Sin negar que la Iglesia presta los servicios religiosos a sus clientes a precios ajustados a los costes, sin negar que los sueldos de sus trabajadores (excepto los de la minoría de mánagers y altos directivos, y los de los miembros de su Consejo de Administración, la llamada Curia) pueden no parecer excesivos, hay que señalar que el comportamiento económico de la Iglesia se ajusta, más que al de una ONG, al de una empresa que buscase maximizar su cuota de mercado, para lo cual es apropiado seguir una política de fijación de precios bajos como si sólo pretendiese cubrir costes. Una vez que con esa política hubiese expulsado a los competidores y la empresa fuese ya la única en el mercado, podría comportarse como una empresa auténticamente maximizadora de beneficios. La implicación por tanto es que la Iglesia católica sólo se comporta como una ONG si, y sólo si, tiene competencia.
Desde esta perspectiva, los servicios religiosos gratuitos o de bajo coste que ofrece la Iglesia hay que entenderlos como estrategias de márketing e investigación de mercados, puesto que, desde un punto de vista económico, busca fidelizar con ellos a sus clientes, así como conocer con precisión la demanda de su producto para poderles cobrar un precio más alto. Por ejemplo, mediante los "servicios" de confesión, los fieles obtienen una asistencia psicológica que sin duda valoran, pero tampoco se puede dudar de que, gracias a las confesiones, la Iglesia conoce las debilidades de sus clientes, lo que le sirve para conocer (y estimular) su demanda, es decir, cuánto están dispuestos a pagar por la absolución de sus pecados. Por otro lado, con la confesión la Iglesia controla una información muy útil a la hora de extorsionar a sus clientes caso de que decidieran actuar contra sus intereses o pretendieran irse con otra compañía del sector.

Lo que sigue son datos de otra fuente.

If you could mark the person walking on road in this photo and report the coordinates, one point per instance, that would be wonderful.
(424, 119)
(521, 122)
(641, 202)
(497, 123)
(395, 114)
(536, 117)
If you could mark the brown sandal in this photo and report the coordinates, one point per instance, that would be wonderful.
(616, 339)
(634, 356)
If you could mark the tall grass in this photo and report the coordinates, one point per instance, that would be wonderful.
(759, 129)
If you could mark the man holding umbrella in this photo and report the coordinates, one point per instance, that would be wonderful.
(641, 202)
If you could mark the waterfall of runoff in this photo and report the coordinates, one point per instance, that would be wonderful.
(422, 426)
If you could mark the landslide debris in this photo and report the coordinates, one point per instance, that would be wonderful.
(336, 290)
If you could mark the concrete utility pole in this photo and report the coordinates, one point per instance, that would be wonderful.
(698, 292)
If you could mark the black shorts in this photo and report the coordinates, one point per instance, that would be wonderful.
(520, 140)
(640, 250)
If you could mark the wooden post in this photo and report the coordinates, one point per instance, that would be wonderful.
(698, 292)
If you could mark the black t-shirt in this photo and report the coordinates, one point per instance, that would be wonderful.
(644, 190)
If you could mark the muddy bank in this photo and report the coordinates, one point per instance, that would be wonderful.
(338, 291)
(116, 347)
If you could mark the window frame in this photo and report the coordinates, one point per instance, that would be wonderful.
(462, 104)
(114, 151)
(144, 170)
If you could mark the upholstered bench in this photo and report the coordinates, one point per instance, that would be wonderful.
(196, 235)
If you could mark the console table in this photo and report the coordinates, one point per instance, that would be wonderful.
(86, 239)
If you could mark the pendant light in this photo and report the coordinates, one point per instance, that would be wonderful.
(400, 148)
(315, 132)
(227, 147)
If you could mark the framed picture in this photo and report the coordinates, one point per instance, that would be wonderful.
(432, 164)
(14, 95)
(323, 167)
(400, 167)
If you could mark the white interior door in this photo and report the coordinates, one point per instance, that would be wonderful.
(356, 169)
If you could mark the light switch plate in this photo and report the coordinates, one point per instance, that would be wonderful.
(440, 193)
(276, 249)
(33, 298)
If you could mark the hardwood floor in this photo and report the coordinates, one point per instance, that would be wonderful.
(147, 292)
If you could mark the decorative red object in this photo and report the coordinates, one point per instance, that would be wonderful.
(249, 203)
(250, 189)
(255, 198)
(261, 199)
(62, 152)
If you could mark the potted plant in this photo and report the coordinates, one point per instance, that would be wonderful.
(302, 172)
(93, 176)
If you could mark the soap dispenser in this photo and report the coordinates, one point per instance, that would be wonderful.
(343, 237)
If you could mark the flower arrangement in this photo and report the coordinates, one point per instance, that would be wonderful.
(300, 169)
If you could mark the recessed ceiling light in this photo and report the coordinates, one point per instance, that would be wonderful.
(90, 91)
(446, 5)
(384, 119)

Pero si esos servicios que presta la Iglesia se pueden conceptuar como propaganda y márketing, como regalos por la compra del verdadero producto, queda entonces la cuestión de cuál es éste, ¿qué es lo que vende realmente? Sólo hay una respuesta posible: y es que la Iglesia es una empresa más del sector inmobiliario. Es un hecho contrastado que lo que vende la Iglesia (y en general todas las iglesias sea cual sea su religión) desde hace casi 20 siglos son parcelas en una urbanización: el auténtico "Paraíso" que queda en el "Otro Mundo". Y, a diferencia del resto de empresas del sector inmobiliario del mundo terrenal, la Iglesia ha gozado de una ventaja competitiva absoluta respecto a todas, y es que ningún cliente ha vuelto para quejarse de la calidad de la construcción o de que las vistas (la tan renombrada visión beatífica) no eran tan sublimes como el folleto publicitario prometía.
Un método frecuente de pago aceptado y deseado por la Iglesia en estas operaciones de venta de residencias en el "Más Allá" ha sido la permuta de terrenos. Ha sido muy frecuente que, ya en el trance del último viaje, los clientes hayan aceptado cambiar terrenos de su propiedad en la tierra por parcelas que la Iglesia dice poseer en el cielo. Gracias a estas permutas, la Iglesia se hizo titular en España de un ingente patrimonio en solares y edificios, con lo que se convirtió en la primera inmobiliaria auténticamente global, pues está en todos los mundos. Y, si bien el Estado intentó arrebatarle un buen pedazo de su patrimonio en el siglo XIX (las desamortizaciones), todavía hoy la Iglesia es el mayor propietario inmobiliario tras el sector público.
Y, ante esto, ¿cabe alguna duda acerca de la genialidad empresarial de la Iglesia católica?